Tras haber intentado sin éxito liderar una coalición militar con sus aliados para reabrir el estrecho de Ormuz, vía clave para el comercio de crudo que permanece bloqueada por Irán en respuesta a los ataques estadounidenses e israelíes, Trump dijo el martes que este ya no es un asunto de Estados Unidos.
Las tropas de su país se retirarían “en dos o tres semanas” de la guerra. En declaraciones desde el Despacho Oval, ha asegurado que el fin del conflicto ocurrirá “muy pronto”. Del otro lado, el presidente de Irán, Masoud Pezeshkian, ha asegurado a la UE que su país está dispuesto a poner fin a la guerra en Oriente Próximo si recibe garantías de que terminarán los ataques.
Por otro lado, la Casa Blanca ha respondido a las amenazas de Irán contra empresas estadounidenses y ha afirmado que el ejército de Estados Unidos está “preparado para frenar cualquier ataque iraní”. Los iraníes han señalado como objetivo a casi una veintena de compañías, entre ellas, las tecnológicas HP, Intel, Microsoft, Apple y Google; otras de transporte como Boeing y Tesla; e incluso económicas, como JP Morgan.
Trump instó a los países de la OTAN y a las naciones asiáticas a actuar con «coraje» y «tomar» el estrecho, por donde circula una quinta parte del petróleo mundial. En una entrevista publicada este miércoles por el diario británico The Telegraph, Trump dijo que no descarta retirar a Estados Unidos de la OTAN, una organización que definió como un «tigre de papel». Mutis por el foro.

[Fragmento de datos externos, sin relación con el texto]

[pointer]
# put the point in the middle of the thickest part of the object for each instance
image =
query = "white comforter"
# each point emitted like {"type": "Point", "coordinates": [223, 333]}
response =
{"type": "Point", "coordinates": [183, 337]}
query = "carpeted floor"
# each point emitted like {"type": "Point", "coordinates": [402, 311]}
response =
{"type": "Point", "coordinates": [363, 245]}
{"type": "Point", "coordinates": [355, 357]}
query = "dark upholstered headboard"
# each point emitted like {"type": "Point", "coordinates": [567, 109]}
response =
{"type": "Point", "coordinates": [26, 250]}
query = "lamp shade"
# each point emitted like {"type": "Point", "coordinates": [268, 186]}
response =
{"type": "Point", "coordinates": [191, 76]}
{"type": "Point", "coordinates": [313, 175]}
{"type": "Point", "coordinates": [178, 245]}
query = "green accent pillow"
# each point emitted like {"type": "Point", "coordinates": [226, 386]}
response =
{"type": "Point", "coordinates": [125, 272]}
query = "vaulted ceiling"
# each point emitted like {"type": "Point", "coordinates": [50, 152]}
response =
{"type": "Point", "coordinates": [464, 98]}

Más explosiones y víctimas
Irán denunció que varias explosiones en el este y el oeste de la capital han provocado varios cortes de luz, sin que se hayan reportado víctimas. Según las agencias oficialistas Tasnim y Fars, que acusan a EE UU e Israel del ataque, funcionarios del Ministerio de Energía trabajan para restablecer el servicio, tras el impacto de metralla en las instalaciones de una subestación eléctrica en el este de la ciudad.
En los últimos tres días, la capital persa ha sido objeto de bombardeos constantes que dejan más de 70 muertos. Entre los objetivos de los ataques estaban tres instalaciones nucleares, dos universidades, el edificio de la televisión catarí al Araby y zonas residenciales de Teherán.
Según el recuento de la Media Luna Roja, desde el inicio de la ofensiva coordinada entre Estados Unidos e Israel, más de 105.000 objetivos civiles han sufrido daños por los ataques israelíes y estadounidenses, lo que incluye 83.000 viviendas, 21.000 comercios, 297 centros de salud y 600 centros educativos. Además, se han registrado 21.000 heridos. Las autoridades iraníes, por su parte, no ofrecen un recuento oficial de fallecidos desde el 5 de marzo, cuando anunciaron 1.230 muertos, mientras que la ONG HRANA sitúa la cifra de víctimas mortales en 3.461, entre ellas 1.551 civiles.